Do you have any words of wisdom for those of us who are still working in an office dealing with the different attitudes and personal responsibilities towards each other during this time?
Do not rate me: If you do not want to be judged harshly, do not be self-reactive and judgmental.
Your colleague’s smoking and drinking habits when she’s home have no bearing on your health – and you know it.
Your journey could (conceivably) have an impact on her – and others’ – and you know that too.
My advice to people who share office space is to adhere to local, state, and corporate guidelines.
My advice to people struggling with how to behave towards others who are at risk, nervous, anxious – or directly neurotic about contracting covid – is that those people who are physically and mentally healthier should adjust their behavior to the level of the most vulnerable.
It’s not fun, and sometimes (as in your case) you may feel manipulated, disrespected or hurt.
Your colleague’s mask request was reasonable. Your defensive response was ridiculous, just like hers! Finally common ground.
Dear Amy: My husband and I have been through a lot of ups and downs over the years. Despite having a 1-year-old child together, we have discussed divorce more than once, but we still hang in there.
Either way, at the end of the day, any wife will hear her husband say, “Honey, if I were to marry you again, I would do it with a heartbeat.” But I know he really does not feel that way. And because of that, I feel less secure. Should I be worried?
Confused: If you were to do it again, would you marry your husband with a heartbeat? Some days yes, some days probably not.
The first few years of family life with a baby can be extremely stressful. I think you should decide to pay tribute to your question. Put it aside.
I can not tell you if you should be worried about the future of your marriage, but I can say with certainty that “hanging in there” is something to celebrate.
Dear Amy: I want to give your readers a different perspective on how tough the holiday season has been.
I’m married to a police officer. We do not have children. For many years I am alone at Christmas or attending family events alone because he is working or sleeping to prepare for his shift.

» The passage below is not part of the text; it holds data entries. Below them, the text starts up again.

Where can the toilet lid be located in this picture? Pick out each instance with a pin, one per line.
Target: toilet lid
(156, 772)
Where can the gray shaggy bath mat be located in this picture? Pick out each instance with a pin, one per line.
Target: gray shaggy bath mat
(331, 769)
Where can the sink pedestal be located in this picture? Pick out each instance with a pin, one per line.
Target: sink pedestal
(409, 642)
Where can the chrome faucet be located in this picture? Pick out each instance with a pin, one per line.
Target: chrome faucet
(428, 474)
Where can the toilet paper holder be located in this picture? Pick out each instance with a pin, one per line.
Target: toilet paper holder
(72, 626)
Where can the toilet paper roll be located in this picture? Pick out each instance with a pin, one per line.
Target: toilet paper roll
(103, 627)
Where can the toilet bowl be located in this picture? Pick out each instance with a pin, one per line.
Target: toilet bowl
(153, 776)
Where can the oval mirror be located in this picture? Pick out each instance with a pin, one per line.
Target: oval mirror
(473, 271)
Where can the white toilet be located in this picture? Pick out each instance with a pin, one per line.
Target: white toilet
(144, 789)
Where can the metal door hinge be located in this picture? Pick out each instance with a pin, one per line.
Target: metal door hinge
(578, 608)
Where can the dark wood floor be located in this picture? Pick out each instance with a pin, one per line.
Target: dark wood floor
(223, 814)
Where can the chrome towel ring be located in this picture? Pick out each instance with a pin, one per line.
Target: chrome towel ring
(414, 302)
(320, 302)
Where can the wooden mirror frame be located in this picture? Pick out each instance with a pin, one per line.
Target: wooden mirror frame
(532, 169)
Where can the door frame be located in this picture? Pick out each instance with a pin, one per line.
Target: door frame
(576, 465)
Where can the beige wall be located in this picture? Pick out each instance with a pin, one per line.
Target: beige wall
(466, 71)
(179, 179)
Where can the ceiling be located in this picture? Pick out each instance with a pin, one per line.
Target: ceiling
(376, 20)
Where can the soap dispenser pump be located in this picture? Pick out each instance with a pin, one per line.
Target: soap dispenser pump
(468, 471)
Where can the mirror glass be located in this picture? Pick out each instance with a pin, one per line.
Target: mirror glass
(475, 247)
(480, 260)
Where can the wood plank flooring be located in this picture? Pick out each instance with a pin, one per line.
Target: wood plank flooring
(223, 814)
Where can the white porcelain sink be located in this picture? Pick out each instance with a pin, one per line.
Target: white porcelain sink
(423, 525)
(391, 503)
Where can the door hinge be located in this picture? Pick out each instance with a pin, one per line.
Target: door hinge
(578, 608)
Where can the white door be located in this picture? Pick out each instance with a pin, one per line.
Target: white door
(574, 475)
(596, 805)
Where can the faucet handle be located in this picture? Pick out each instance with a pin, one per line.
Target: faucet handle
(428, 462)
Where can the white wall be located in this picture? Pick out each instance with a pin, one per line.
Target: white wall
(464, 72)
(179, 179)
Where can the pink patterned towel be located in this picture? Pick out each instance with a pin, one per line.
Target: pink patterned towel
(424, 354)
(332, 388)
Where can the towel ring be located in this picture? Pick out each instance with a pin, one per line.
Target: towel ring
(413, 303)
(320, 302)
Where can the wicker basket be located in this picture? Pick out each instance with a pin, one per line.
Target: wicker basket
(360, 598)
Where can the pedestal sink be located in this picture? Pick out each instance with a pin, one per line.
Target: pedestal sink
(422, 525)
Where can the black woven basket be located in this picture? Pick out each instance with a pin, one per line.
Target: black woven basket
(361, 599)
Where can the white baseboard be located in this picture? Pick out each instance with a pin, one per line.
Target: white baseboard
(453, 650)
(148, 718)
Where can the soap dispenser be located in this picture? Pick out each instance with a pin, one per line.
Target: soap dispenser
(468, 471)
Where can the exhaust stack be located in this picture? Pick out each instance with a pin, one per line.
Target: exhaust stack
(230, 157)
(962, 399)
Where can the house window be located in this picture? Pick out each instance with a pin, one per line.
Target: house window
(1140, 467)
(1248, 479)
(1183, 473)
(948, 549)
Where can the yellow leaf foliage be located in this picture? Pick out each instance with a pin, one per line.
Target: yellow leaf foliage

And you know what? It is okay! I plan on watching movies, lighting candles and buying food I love to pamper.
Several years ago, my mother was in the hospital for Christmas and the doctors, nurses and support staff were there too.
Firefighters, hotel workers and road staff are also not allowed to celebrate with their families.
For us, this is not the “new normal”, it’s just normal.
Hopefully next year will be normal for you who are going through this “new normal”, but remember next year that your normal is not everyone’s reality.
Different Normal: Thank you! You have offered your important perspective at the perfect time. None of us should ever forget the experiences we have learned this year. My gratitude goes out – way, way out – to everyone who works so hard to give the rest of us a “normal”.